Talk about your one-two punches: for in-flight entertainment, I managed to read all of Ha Jin's Waiting, and to watch Million Dollar Baby. When I got home from the airport, it seemed only fitting to watch the series finale of SFU. It reminded me of a day many, many years ago. I was in Newark, New Jersey for a conference. It was the first time I had really ever been in Newark outside of the airport. Everything around the conference was rundown and desolate. It just happened to be a grey day, but I wondered if it ever really could be sunny in Newark. As E and I drove by the boarded-up brownstones, through the streets where the sidewalks had periodic clusters of people huddled together, we turned and looked at each other sadly. We shrugged, and went to go watch Leaving Las Vegas. If you're going to be gripped with despair, you might as well get as much of it over in one sitting as possible.
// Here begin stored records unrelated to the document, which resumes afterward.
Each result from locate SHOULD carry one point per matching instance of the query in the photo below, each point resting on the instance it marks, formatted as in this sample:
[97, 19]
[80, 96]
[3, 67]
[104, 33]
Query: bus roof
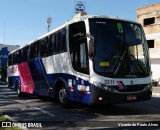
[76, 19]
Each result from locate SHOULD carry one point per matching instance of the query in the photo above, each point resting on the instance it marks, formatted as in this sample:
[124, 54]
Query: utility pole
[4, 33]
[49, 21]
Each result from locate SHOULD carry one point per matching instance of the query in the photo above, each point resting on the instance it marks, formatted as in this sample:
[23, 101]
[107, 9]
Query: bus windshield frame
[120, 48]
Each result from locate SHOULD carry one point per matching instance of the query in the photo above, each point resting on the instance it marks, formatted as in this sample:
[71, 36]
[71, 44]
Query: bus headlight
[100, 85]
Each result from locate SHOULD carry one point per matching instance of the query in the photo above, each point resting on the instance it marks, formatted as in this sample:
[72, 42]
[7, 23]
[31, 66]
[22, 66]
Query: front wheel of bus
[18, 89]
[62, 96]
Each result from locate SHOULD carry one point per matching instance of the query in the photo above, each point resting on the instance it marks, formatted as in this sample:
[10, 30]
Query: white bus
[90, 59]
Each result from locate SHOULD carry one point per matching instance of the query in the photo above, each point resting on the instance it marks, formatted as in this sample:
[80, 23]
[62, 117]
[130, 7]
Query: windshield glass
[120, 48]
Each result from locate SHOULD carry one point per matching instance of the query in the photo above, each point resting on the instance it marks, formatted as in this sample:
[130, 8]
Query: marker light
[100, 98]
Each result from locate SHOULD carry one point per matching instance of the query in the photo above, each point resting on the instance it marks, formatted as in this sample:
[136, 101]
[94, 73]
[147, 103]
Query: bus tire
[62, 96]
[18, 89]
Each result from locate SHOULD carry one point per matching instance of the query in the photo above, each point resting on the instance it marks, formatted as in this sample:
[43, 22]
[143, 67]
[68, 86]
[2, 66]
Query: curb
[13, 120]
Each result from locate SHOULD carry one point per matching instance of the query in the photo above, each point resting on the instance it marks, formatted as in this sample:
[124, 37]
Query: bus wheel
[62, 97]
[18, 89]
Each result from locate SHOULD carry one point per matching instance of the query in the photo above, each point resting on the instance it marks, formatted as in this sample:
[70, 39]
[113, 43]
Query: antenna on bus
[49, 21]
[80, 6]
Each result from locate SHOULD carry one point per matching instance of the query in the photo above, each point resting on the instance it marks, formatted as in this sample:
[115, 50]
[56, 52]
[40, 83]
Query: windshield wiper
[120, 62]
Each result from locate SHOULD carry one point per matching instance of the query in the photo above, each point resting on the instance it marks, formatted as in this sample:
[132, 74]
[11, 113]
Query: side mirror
[91, 48]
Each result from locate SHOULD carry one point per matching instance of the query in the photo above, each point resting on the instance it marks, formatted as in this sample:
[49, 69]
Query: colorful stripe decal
[120, 84]
[26, 78]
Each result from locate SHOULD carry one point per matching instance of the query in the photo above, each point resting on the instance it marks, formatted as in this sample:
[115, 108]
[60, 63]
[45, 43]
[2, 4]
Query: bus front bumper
[102, 96]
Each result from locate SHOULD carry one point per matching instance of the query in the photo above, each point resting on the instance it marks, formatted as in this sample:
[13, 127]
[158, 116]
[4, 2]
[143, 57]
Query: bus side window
[44, 47]
[63, 40]
[52, 44]
[19, 56]
[24, 55]
[10, 59]
[58, 42]
[32, 51]
[16, 57]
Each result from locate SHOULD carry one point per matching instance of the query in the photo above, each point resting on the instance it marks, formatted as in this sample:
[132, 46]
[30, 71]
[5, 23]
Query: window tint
[24, 53]
[52, 44]
[57, 43]
[149, 21]
[43, 47]
[10, 59]
[33, 51]
[78, 47]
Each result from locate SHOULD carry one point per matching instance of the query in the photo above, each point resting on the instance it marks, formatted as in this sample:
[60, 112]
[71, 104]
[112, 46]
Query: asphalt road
[44, 113]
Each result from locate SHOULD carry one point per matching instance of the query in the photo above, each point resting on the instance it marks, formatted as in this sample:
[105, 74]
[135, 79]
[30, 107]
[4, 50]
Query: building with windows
[149, 18]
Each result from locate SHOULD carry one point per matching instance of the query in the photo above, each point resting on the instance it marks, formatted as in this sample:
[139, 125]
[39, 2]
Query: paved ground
[33, 109]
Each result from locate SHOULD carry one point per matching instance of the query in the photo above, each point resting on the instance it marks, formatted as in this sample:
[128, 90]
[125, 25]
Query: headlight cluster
[103, 86]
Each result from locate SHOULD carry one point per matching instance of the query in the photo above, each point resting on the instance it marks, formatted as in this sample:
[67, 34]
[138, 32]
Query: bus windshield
[120, 48]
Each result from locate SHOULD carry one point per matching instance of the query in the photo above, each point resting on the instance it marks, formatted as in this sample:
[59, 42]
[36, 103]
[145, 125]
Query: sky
[22, 21]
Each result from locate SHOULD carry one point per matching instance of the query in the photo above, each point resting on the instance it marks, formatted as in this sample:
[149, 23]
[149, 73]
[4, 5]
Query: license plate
[130, 98]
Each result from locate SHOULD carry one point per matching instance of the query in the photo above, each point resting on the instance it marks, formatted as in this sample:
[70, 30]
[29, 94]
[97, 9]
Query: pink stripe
[26, 78]
[120, 85]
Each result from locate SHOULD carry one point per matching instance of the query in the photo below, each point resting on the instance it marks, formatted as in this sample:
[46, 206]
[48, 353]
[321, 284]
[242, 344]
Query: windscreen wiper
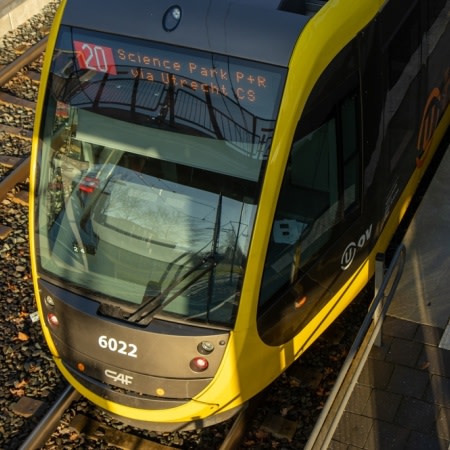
[143, 314]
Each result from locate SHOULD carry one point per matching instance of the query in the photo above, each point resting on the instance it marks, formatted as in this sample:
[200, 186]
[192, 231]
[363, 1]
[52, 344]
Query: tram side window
[402, 100]
[320, 190]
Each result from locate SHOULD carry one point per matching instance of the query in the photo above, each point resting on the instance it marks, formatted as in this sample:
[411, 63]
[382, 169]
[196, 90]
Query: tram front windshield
[151, 159]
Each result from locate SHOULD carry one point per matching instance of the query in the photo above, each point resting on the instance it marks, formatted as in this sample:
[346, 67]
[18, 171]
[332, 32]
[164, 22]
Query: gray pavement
[402, 398]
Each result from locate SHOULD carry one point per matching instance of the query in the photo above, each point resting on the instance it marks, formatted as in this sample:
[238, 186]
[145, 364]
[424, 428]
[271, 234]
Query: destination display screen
[252, 85]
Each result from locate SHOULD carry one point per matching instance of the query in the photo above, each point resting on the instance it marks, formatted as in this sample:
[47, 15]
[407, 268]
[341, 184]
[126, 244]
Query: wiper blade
[151, 304]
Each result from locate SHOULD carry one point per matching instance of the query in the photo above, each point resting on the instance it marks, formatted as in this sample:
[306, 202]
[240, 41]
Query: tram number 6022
[113, 345]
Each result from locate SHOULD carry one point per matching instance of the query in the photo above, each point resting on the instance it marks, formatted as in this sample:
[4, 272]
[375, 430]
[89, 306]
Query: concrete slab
[423, 295]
Maybe, just maybe, I have a stalker. When I was getting ready to board the plane on Monday, HR from the interview called me on my cell phone. Then she called six times the next day- twice each to my cell phone, home phone, and work voicemail. And I had already called her back once during this craziness. Truth be told, I am partially to blame. I am trying to avoid her, to hold her off until the end of the week. Even though I might seem like I quite relish telling people to go shove it, I am actually completely uncomfortable turning down jobs. Besides which, I have not decided for sure that I am turning down this job. Let me tell you, this made for really fun conversation last night with both maisnon and SP. Since I am easily annoyed by other people's shortcomings, I try to vigilantly monitor slipping into the hypocrisy zone. I am pretty sure I am wearing everyone down with this ambivalence.
It is the first time in a long while that a decision has been so murky. I could draw up a list of advantages and disadvantages, but I lack the ability to weigh my options. There is a voice in my head that keeps saying, "you need more data." But at a certain point, there is also the law of diminishing returns to consider. You can analyze a decision from every angle, gather up all the information in the world, but there is always a level of uncertainty that can never be eliminated.
Meanwhile, time is passing by. Reading Waiting is a nice wake up call that reiterates that deceptively obvious point. It is literally the manifestation of life is what happens when you're busy making other plans. Books like this are a kind of torture. I did not necessarily love this book, but it haunts me. It crawls into the folds of my brain, and keeps recurring. It woke me up in the middle of the night: I hope I am not sleepwalking. I hope I am not waiting for something I might one day not want. Waiting articulated a notion I have always held- the act of waiting can damage desire.